[DIY Disease Tracking Dashboard Kit](https://github.com/fsmeraldi/diy-covid19dash) (C) Fabrizio Smeraldi, 2020,2024 ([f.smeraldi@qmul.ac.uk](mailto:f.smeraldi@qmul.ac.uk) - [web](http://www.eecs.qmul.ac.uk/~fabri/)). This notebook is released under the [GNU GPLv3.0 or later](https://www.gnu.org/licenses/).

# DIY Disease Tracking Dashboard -Extracting public health data -Rolling Mean COVID-19 Dashboard


During the Pandemic, Public Health England (PHE) launched a Covid-19 dashboard. This timely service came with an Application Programming Interface (API) allowing users programmatic access to the data for the purpose of creating visualisations or data analysis. Interestingly, it also included a wrapper library written in Python, that made access to the data seamless. At the end of 2023, the PHE dashboard was replaced by the UK Health Security Agency dashboard (UKHSA dashboard). This new API, at the time of writing in the Beta stage, includes data on various infectious diseases including respiratory and gastrointestinal, bloodstream infections, and vaccine-preventable diseases. The data are better organised and documented, and many of the quirks of the old API have been fixed. An interesting feature of the new system is that all of its code has been open-sourced.

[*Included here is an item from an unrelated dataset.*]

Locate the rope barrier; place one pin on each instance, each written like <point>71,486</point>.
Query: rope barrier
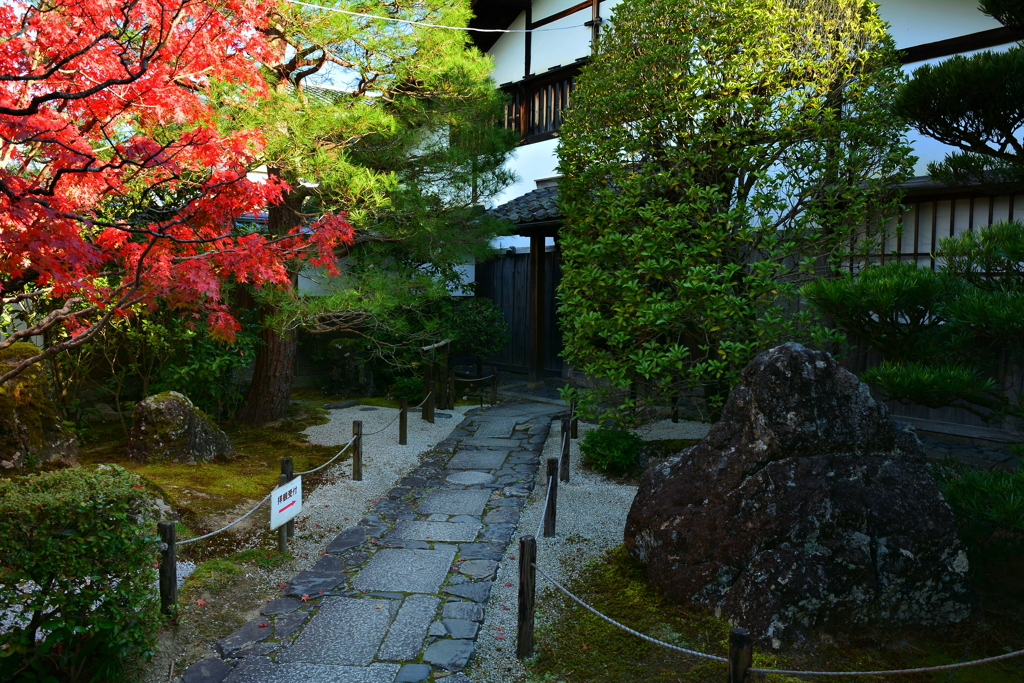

Step 1: Fetching and Storing the Data

The data was accessed through a public API provided by the UKHSA. The specific metric I worked with was: COVID-19_cases_rateRollingMean This metric represents the 7-day rolling average of daily case rates. I queried the API with relevant parameters such as geography (England), year (e.g., 2022), and page size. the data returned was in JSON format, which I saved locally in a file named:RollingMeancases.json This allowed the dashboard to load "canned" data on startup — useful in case the API is unavailable or if the user prefers not to wait for live data.

Step 2: Data Wrangling (Cleaning and Structuring) The raw JSON data was a list of dictionaries, each containing: A date An age group A sex field (ignored for our purposes) A metric_value (the case rate) This structure isn't suitable for direct plotting, so I performed the following data wrangling steps: Loaded the JSON data into Python. Converted the list of dictionaries into a Pandas DataFrame. Parsed the date strings into actual datetime objects. Pivoted the DataFrame so that: Rows = dates Columns = age groups (e.g., '0_4', '20_29', '60+', 'all') Values = rolling mean case rate (metric_value) Filled missing values with 0.0 to avoid plotting issues. This final DataFrame (meandf) became the foundation for all visualizations.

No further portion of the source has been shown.